IX Faut il donc combattre sur deux fronts ?
On assiste ces dernières années à l'émergence
de nouveaux mouvements se réclamant de manière plus
ou moins explicitement de l'Islam, mais qui viennent de sphères
extérieures à l'Islam politique traditionnel. Ces
mouvements sont animés par des musulmans français
de diverses origines, qui ont parfois eu une expérience d'engagement
politique et associatif dans des grandes françaises (fréquemment
le Parti Socialiste, parfois le RPR, des groupes d'extrême
gauche ou les Verts) et qui semblent en être revenus aigris
ou mal à l'aise. Ces militants sont tentés de former
des mouvements communautaristes, en se présentant aux élections,
en s'inspirant d'exemple de lobbying anglo-saxon ou en croyant s'inspirer
de ce qu'ils perçoivent du judaïsme français
(il y a une tendance très forte dans les mouvements musulmans
à mythifier l'influence supposée du Conseil Représentatif
des Institutions juives de France -CRIF -). Ainsi le Parti des Musulmans
de France, implanté dans notamment en Alsace . Plusieurs
mouvements travaillent ensemble face au projet de loi anti-voile,
l'Union Française pour la Cohésion Nationale (UFCN
) crée récemment à Belfort, le Mouvement pour
la Justice et la Dignité (MJD) implanté en banlieue
parisienne, le regroupement intitulé Face au Racisme Ensemble
et Solidaires (FARES ) constitué en décembre 2003
ou l'on retrouve aussi la Ligue Internationale pour la Défense
de l'Islam et des Musulmans. L'audience de ces mouvements est encore
très limitée, mais il est fort possible qu'ils se
développent dans le climat de confusion actuelle. Malheureusement
leur trajectoire politique prend une direction funeste, tant les
références antisémites et les approximations
douteuses sont fréquentes quand ils parlent de solidarité
avec les Palestiniens, de même que la fréquentation
de certains d'entre eux avec des groupes comme La Pierre et l'Olivier,
qui n'a pas ménagé son soutien à Saddam Hussein
dans un passé récent. Assiste-t-on, à la naissance
de quelque chose qui ressemble (en heureusement moins important)

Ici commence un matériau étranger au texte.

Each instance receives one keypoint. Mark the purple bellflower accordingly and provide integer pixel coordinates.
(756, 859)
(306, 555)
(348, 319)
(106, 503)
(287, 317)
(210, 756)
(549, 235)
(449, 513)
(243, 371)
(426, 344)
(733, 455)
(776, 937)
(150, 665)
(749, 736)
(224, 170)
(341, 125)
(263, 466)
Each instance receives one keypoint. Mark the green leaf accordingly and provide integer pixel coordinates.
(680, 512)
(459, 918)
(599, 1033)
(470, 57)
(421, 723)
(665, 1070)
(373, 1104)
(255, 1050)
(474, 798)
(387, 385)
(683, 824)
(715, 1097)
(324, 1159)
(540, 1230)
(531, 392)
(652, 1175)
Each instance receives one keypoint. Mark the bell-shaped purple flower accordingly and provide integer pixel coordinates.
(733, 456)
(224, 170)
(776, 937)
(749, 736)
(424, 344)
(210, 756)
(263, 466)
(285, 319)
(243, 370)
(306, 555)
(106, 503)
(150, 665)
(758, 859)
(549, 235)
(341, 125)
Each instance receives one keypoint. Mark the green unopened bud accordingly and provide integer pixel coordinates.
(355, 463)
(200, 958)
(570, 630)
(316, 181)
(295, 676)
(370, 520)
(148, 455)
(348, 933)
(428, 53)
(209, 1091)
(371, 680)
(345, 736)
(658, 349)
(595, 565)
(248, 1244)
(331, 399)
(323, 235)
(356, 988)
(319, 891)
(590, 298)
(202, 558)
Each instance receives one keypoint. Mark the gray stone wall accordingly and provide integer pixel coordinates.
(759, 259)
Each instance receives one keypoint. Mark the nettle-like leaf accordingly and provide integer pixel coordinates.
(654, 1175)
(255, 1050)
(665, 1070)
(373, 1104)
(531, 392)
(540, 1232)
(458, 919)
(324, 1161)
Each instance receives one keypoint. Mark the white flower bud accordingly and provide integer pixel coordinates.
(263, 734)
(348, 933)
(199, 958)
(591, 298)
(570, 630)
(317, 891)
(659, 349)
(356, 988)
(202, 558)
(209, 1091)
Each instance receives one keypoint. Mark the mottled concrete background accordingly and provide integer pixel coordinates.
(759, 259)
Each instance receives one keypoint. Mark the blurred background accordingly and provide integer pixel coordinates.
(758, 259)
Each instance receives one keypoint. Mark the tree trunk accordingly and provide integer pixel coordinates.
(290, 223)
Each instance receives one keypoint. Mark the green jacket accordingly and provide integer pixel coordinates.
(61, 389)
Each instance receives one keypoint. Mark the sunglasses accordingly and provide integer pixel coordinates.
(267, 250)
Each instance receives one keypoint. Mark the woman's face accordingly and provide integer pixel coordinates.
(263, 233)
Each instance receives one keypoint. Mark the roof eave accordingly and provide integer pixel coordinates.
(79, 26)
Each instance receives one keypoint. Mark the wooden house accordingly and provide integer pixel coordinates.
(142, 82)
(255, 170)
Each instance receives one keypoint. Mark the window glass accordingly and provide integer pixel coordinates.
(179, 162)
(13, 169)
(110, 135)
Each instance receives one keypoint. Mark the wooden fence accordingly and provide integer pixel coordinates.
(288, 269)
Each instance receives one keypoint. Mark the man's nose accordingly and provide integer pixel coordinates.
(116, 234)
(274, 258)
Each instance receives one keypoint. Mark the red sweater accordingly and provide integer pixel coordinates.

à ce qu' est la N ation of Islam le groupe sectaire et fascisant
qui s'est développé chez les Noirs américains
? Ou bien la fréquentation des autres mouvements permettra
à ces groupes, encore jeunes et faibles d'évoluer
dans d'autres directions ? Le positionnement de Tariq Ramadan est
tout autre. L'homme doit son prestige dans les milieux de l'Islam
non seulement à ses qualités intellectuelles propres,
mais aussi au fait qu'il est le petit fils d'Hassan El Banna, le
fondateur des Frères Musulman. Son père fut un Frère
écouté dans le mouvement, et son frère Hani
Ramadan y exerce aussi une influence. La voie développée
depuis une quinzaine d'année par Tariq Ramadan est différente.

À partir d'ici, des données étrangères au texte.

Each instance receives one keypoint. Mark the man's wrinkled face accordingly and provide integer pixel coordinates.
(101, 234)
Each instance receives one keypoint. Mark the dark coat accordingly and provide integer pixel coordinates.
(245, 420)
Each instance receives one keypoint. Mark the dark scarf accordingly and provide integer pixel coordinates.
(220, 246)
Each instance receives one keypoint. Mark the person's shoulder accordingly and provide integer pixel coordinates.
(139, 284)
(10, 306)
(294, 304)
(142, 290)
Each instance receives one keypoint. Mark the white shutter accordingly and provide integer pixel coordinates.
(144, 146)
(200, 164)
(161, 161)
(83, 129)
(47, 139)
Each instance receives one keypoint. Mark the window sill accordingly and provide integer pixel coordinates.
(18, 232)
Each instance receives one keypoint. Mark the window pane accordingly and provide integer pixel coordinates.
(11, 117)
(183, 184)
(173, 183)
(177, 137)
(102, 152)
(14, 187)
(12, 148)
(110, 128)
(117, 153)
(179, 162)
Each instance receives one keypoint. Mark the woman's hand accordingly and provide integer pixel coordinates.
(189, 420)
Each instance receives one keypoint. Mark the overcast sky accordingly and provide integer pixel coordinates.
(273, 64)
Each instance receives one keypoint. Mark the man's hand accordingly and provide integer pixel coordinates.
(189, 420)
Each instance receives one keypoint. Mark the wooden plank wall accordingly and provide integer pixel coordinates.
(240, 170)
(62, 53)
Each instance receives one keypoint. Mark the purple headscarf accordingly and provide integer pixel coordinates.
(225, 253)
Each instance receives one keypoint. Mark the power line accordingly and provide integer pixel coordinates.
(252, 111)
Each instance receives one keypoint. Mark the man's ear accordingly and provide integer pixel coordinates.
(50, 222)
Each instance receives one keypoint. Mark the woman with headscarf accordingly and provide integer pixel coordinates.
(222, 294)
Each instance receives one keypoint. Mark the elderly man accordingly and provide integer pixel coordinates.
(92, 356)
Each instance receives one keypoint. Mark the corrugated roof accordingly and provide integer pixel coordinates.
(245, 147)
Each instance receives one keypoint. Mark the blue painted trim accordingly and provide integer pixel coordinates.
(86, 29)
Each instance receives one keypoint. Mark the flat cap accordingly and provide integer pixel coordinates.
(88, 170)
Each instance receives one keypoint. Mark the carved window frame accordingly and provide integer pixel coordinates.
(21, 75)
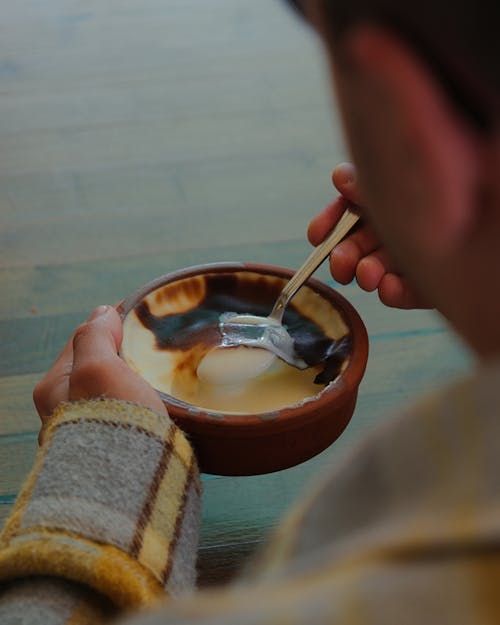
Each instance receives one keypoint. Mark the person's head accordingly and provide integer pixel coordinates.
(418, 86)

Non qu'il remette en cause les fondements de l'Islam, Tariq Ramadan
est un musulman orthodoxe, mais parce que ses prise de positions
esquissent une voie originale: - Il se réclame fermement
de " l'ijtihad " ( l'interprétation ). Selon la
tradition de l'Islam sunnite institutionnel, les " portes de
l'ijtihad " ont été déclarées fermées
au Moyen Age fixant les interprétations licites aux quatre
écoles juridiques chacune dominante dans des régions
du monde différente Malekite, Chaféïte, Hanafites
et Hanbalites (de cette dernière procède la Wahhabisme).

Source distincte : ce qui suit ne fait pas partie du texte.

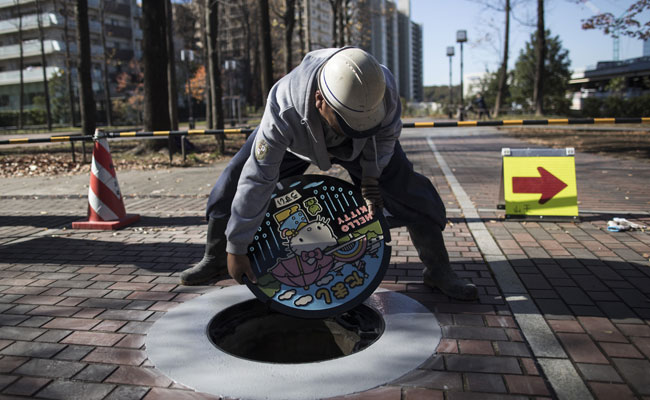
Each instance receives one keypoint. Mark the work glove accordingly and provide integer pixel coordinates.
(371, 194)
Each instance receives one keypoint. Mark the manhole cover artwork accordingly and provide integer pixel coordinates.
(319, 252)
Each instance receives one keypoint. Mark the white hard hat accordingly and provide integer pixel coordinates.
(353, 84)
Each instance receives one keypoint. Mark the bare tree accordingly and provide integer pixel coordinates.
(503, 71)
(626, 24)
(538, 91)
(65, 11)
(266, 52)
(171, 68)
(107, 88)
(289, 19)
(21, 66)
(154, 29)
(86, 96)
(46, 90)
(336, 9)
(306, 22)
(214, 67)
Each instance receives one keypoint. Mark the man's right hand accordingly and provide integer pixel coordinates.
(238, 266)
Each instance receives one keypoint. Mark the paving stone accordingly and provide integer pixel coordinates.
(608, 391)
(105, 303)
(139, 376)
(435, 362)
(636, 372)
(93, 338)
(26, 386)
(95, 372)
(482, 396)
(483, 347)
(516, 349)
(50, 368)
(11, 320)
(565, 326)
(126, 315)
(71, 323)
(64, 390)
(581, 348)
(594, 372)
(491, 383)
(136, 327)
(432, 380)
(422, 394)
(9, 363)
(128, 393)
(499, 365)
(529, 385)
(32, 349)
(116, 356)
(35, 322)
(5, 380)
(601, 329)
(20, 333)
(620, 350)
(643, 344)
(472, 332)
(74, 353)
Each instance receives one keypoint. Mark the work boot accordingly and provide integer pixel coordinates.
(214, 262)
(437, 273)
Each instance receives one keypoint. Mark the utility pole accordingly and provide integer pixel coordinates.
(450, 54)
(461, 37)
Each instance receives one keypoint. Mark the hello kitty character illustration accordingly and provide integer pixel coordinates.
(306, 243)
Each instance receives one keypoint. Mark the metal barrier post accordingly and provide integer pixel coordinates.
(74, 158)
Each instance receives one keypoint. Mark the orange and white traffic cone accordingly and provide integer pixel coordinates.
(105, 205)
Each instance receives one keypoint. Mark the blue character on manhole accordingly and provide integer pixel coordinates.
(319, 251)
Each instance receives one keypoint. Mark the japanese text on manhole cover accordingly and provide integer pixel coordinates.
(319, 251)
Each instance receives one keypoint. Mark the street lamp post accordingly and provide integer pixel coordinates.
(188, 57)
(450, 54)
(461, 37)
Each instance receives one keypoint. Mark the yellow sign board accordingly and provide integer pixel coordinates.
(540, 185)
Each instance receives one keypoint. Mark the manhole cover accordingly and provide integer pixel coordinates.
(319, 251)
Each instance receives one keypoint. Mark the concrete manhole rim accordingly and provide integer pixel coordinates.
(178, 340)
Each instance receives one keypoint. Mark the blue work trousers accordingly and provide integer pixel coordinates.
(409, 198)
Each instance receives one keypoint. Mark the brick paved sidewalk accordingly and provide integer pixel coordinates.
(75, 306)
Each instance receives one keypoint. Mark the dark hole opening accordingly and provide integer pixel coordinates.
(250, 330)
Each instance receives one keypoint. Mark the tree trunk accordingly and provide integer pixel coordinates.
(247, 85)
(307, 23)
(289, 23)
(156, 111)
(68, 64)
(107, 88)
(46, 90)
(214, 67)
(171, 69)
(503, 71)
(265, 41)
(86, 96)
(540, 55)
(209, 123)
(21, 67)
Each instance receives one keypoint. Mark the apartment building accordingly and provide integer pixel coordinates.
(19, 19)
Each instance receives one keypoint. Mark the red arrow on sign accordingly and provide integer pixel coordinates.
(547, 184)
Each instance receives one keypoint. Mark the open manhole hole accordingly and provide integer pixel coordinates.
(216, 342)
(252, 331)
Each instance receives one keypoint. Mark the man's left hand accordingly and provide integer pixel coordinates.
(371, 194)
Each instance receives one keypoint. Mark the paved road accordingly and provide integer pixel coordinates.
(564, 308)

Tariq Ramadan pense que l'interprétation des sources est
toujours justifiée car " dès l'origine, et jusqu'à
aujourd'hui, l'islam a toujours exigé de ses fidèles
de penser concrètement, rationnellement, leur rapport au
monde et à la société " ; - Il s'inscrit
dans la tradition de la Nadah, mais en fait une lecture ouverte
et moderne par rapport au monde tel qu'il est, un monde ou la division
traditionnelle entre le Dar al Islam (le monde islamique) et le
Dar al Arb (le monde de la guerre ou l'Islam est minoritaire) n'a
pas lieu d'être ; il lui oppose un monde unifiée du
Dar al Chaada (le monde du témoignage ) ou le rôle
du croyant est d'être témoin de sa foi devant les autres
(et non contre les autres). - Dans ces conditions la démocratie
telle qu'elle existe en Occident lui semble un régime bien
plus favorable que le despotisme qui règne dans la majorité
des pays musulmans, pour des raisons politiques mais aussi pour
des raisons religieuse (parce que la liberté d'expression
est la condition de l'ijtihad). - Enfin il appelle les croyant(e)s
à s'engager dans les mouvements politiques, civiques et sociaux
là ou ils se trouvent, y témoignant de l'éthique
musulmane (et non pour construire des mouvements musulmans) et,
dans une démarche proche de la théologie de la libération
chrétienne, il indique que cet engagement doit aller dans
le sens de la défense des pauvres et des opprimés.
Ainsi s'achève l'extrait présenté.